Ghizlène Chajaï, vue d'exposition - Photo : R. Görgen
Ghizlène, je vous en ai parlé il y a quelques temps ici. C’est une copine mais ce n’est pas pour faire du copinage que je vous en parle, c’est essentiellement parce que son travail m’interpelle et m’intéresse. La seconde raison est la suivante : j’aime comprendre quelles sont les "étapes" nécessaires à une création (les fameux 6 jours et le septième on se repose) et Ghizlène m’a permis d’assister aux avancées du travail pour cette exposition au CEAAC, à ses doutes aussi, à ses évolutions, à ses remises en question… et je profite de ce texte pour la remercier de cette opportunité qu’elle m’a offerte.

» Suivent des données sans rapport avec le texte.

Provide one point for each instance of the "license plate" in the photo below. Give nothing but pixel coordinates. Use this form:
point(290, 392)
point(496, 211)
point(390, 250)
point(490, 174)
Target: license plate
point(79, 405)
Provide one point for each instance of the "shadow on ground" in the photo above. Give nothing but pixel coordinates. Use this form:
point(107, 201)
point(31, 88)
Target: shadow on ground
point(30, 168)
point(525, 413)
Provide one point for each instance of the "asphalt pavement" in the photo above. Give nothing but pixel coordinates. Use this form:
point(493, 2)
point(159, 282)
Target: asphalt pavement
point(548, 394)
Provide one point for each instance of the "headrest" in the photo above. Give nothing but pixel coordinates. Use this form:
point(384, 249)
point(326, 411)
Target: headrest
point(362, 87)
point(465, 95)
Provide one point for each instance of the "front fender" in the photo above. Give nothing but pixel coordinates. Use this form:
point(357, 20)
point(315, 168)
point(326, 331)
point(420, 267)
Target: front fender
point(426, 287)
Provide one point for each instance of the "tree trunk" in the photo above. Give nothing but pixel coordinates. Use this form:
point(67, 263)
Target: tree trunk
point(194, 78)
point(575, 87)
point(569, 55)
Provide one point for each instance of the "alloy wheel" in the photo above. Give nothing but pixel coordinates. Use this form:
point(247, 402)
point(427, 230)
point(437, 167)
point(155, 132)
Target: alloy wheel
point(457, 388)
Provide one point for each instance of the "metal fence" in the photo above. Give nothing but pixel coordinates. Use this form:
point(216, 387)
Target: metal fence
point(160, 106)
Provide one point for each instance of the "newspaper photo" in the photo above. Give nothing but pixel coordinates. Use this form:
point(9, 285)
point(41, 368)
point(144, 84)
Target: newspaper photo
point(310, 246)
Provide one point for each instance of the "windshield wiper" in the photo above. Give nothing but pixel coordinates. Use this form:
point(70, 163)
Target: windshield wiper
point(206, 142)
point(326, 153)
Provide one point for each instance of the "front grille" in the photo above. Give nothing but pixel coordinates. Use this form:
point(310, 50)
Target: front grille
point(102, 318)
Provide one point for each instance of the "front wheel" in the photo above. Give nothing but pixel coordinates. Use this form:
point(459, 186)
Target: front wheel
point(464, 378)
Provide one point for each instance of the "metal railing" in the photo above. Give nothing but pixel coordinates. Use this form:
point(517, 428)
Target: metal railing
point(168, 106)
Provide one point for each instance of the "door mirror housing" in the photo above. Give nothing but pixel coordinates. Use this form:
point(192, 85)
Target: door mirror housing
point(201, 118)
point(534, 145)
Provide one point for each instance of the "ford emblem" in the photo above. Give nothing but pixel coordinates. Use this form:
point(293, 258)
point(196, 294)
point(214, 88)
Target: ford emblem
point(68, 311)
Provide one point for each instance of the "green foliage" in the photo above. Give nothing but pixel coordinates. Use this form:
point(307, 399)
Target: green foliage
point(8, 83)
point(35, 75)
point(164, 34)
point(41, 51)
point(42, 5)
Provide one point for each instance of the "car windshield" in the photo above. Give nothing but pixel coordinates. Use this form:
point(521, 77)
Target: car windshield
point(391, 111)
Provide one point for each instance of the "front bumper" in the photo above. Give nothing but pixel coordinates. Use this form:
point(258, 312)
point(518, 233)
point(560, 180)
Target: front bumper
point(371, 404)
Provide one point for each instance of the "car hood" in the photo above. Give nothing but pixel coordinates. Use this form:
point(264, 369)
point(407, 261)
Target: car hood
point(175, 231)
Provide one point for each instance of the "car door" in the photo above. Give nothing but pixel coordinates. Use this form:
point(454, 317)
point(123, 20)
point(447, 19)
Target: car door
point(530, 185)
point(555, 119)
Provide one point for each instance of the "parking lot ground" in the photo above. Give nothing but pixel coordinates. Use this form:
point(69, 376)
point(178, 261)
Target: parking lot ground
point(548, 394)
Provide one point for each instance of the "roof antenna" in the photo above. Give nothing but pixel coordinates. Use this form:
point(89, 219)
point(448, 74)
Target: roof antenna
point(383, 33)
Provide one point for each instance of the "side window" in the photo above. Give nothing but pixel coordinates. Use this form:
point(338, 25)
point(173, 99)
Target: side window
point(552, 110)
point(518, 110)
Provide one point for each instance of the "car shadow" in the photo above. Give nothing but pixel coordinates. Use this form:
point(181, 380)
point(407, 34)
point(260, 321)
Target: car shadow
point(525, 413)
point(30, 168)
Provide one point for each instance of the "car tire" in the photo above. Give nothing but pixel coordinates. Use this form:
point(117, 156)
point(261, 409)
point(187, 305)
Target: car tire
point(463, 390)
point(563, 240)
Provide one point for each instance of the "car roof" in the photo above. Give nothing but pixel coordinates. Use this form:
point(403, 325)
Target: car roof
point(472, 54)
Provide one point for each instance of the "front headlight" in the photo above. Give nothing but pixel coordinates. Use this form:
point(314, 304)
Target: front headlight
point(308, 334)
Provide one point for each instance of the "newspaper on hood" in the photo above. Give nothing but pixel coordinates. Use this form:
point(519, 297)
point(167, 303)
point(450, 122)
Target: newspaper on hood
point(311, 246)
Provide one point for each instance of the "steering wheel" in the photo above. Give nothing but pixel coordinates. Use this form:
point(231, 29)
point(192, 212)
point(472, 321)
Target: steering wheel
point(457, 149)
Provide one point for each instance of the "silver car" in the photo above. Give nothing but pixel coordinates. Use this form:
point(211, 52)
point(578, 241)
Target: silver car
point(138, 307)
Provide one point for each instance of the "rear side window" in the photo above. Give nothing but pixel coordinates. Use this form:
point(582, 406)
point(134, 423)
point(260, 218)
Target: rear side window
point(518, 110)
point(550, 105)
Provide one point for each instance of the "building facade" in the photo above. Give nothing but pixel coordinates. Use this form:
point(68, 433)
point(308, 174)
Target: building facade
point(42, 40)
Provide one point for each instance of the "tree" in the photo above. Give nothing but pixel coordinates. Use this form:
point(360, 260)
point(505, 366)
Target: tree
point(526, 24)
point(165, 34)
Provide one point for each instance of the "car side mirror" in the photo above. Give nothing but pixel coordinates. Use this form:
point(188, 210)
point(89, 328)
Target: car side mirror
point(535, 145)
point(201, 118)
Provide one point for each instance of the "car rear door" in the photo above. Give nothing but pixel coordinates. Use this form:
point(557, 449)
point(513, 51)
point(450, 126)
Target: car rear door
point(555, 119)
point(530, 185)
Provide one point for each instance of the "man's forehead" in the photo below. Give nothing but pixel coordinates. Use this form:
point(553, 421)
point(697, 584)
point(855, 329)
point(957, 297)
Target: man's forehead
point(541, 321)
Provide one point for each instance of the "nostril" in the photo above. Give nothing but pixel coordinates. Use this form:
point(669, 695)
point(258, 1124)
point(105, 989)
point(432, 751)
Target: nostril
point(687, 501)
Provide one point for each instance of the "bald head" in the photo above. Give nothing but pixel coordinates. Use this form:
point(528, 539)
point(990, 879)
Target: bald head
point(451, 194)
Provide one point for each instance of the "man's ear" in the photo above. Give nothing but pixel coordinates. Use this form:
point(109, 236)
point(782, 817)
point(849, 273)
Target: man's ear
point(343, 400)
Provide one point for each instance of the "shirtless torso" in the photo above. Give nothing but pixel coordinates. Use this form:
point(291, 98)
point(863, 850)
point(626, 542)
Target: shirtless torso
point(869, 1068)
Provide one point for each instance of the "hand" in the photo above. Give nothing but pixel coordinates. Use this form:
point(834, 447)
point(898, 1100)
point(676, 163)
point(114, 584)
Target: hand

Ghizlène Chajaï, recto et verso d'une carte de visite, exposition Ppagan, Ceaac 2014
Ghizlène est donc partie il y a un peu plus d’un an en Corée du Sud en résidence d’artiste avec le Centre Européen d’Actions Artistiques Européennes : elle y a fait des rencontres, des découvertes, et elle est rentrée et a poursuivi le travail entrepris là-bas. Un travail qui interroge une société, un pays, deux pays. En effet, comment oublier la Corée du nord quand on est proche de la frontière ?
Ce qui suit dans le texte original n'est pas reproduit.